Although the healing process is individual and personal, there are some common steps that most people go through. Although this process is natural and normal, it is also painful and difficult. Moving through the healing process means acknowledging a painful reality and integrating it into your life in a meaningful way. That may require a lot of time and patience. The following points summarize what we know about the healing process:
1. Make a connection between the event and your response. The response to trauma may be immediate or delayed, mild or intense. It may include numbness, or a strong connection with another event that caused feelings of loss or helplessness. It’s crucial to have the support of others, and, at the right time, to make the connection between your pain and the event itself. Try to keep from sealing off your reactions and feelings.
2. Find a safe environment for emotional sharing. A very natural response to trauma is to deny or “wall off’ the painful reaction to the event. While you may need privacy to deal with events and feelings in your own way and your own time, you also need to talk about these feelings, either with friends, family and colleagues, or with a counsellor or trauma specialist.
3. Make an effort to think the event through, either individually or in a group. It’s important to be able to acknowledge your feelings of sadness, anger, confusion or guilt. If others went through the trauma too, talking about it together can help all of you make sense out of what may have been a senseless event.
4. Ask the questions that don’t have easy answers.
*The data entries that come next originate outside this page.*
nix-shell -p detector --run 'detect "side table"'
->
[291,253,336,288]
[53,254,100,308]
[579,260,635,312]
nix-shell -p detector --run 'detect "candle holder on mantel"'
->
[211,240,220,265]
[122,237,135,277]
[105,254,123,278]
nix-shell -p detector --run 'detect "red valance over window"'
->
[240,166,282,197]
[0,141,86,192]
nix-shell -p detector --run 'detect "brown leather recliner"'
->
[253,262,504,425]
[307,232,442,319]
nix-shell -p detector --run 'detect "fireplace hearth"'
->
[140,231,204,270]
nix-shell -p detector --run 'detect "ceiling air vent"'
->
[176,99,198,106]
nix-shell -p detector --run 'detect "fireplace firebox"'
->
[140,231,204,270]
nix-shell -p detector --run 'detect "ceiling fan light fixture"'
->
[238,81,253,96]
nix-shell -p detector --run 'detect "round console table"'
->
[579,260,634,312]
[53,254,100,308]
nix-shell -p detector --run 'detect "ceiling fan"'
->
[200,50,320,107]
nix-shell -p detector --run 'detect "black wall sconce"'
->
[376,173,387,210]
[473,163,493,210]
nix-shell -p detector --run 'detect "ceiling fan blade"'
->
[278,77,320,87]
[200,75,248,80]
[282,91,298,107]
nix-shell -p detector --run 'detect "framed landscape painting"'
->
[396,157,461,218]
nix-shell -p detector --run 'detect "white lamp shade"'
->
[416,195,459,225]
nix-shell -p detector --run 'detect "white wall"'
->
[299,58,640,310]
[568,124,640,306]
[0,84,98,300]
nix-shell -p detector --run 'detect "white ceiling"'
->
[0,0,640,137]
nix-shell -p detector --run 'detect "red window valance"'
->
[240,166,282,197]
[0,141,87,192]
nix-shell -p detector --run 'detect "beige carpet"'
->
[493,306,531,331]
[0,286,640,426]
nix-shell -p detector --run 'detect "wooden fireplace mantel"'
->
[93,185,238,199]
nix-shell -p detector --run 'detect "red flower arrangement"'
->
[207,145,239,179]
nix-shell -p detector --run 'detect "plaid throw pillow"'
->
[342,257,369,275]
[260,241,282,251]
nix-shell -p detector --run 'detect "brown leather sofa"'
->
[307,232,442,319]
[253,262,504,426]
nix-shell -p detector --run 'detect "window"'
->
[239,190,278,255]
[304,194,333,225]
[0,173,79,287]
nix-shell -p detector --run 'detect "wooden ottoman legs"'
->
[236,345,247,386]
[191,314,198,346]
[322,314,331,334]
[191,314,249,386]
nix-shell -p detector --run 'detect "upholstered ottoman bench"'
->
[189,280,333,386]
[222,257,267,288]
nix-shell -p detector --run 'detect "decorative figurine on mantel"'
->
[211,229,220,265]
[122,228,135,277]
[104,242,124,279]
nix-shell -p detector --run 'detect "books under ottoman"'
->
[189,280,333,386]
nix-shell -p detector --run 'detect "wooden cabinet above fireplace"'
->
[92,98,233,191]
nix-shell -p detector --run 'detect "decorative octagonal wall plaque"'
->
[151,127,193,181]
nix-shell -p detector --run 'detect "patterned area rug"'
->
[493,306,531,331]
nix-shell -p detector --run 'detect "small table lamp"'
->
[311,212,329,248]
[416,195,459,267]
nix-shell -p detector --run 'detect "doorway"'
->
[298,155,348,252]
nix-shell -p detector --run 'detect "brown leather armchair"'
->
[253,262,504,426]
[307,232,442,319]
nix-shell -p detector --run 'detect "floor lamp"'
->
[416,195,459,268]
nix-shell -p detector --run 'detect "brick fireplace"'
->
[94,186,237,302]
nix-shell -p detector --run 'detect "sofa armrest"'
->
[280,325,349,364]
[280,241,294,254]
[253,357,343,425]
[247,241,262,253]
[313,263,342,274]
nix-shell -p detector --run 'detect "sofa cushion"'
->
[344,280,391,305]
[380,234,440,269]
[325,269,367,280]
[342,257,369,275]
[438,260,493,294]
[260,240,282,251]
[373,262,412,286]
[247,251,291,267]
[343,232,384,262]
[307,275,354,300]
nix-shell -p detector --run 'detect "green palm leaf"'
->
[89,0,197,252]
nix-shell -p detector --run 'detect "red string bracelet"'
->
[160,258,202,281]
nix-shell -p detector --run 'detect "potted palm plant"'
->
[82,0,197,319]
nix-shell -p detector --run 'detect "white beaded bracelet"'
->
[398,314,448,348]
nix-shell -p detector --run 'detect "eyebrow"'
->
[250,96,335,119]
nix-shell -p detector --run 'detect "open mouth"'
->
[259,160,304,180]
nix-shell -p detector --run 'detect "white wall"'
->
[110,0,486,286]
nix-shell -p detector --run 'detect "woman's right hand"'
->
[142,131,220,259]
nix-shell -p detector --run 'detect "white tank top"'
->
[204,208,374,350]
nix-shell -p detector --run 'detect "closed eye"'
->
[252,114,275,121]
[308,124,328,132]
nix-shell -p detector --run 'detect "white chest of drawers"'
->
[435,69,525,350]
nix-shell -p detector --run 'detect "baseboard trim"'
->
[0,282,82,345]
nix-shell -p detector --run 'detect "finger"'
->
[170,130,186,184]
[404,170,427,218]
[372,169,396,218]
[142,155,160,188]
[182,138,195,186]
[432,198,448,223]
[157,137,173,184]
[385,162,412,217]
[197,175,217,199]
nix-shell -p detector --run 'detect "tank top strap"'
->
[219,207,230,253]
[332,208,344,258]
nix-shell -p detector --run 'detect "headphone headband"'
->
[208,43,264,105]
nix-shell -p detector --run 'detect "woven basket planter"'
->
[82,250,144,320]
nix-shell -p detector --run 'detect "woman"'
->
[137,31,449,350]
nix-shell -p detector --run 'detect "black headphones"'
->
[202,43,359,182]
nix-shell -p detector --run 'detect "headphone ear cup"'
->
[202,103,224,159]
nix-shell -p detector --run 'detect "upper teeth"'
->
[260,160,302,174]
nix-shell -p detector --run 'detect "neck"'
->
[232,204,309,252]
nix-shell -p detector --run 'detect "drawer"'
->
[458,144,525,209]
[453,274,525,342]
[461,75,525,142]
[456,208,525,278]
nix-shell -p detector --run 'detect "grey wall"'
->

For example: “Why does it always happen to the good guy?” “How could someone do this?”
5. Allow memories of painful events in the past to surface, even if you feel that you have already dealt with them. Trauma brings back memories of trauma. Although it may seem unfair, an incident can make you remember and sometimes rework experiences that don’t usually intrude into your everyday life. This is normal. By consciously remembering and re-experiencing these painful events, the memories will eventually recede into the background. The mistake is to push them down again too fast, too soon.
6. Examine for yourself as an individual, as well as a member of the group, what this event means for you. An example: “As a result of this, we recognize how important we are to one another and how little time we spend communicating. We need to examine our values more closely.” This encourages acceptance of a new, more difficult reality and the beginning of being able to move on with life. 7. Understand that your life may never be the same as it was before the trauma. You will heal and rebuild your life, but it will be different from what it was before. Trying to “get back to normal” is impossible if normal means as it was, exactly, before the trauma.
The healing process doesn’t always proceed in a straight line You may seem to be recovering, but then something - the anniversary of the incident, or hearing about a similar incident - can cause a setback. Keep in mind these points about the healing process, you’ll be better equipped to eventually work through the pain.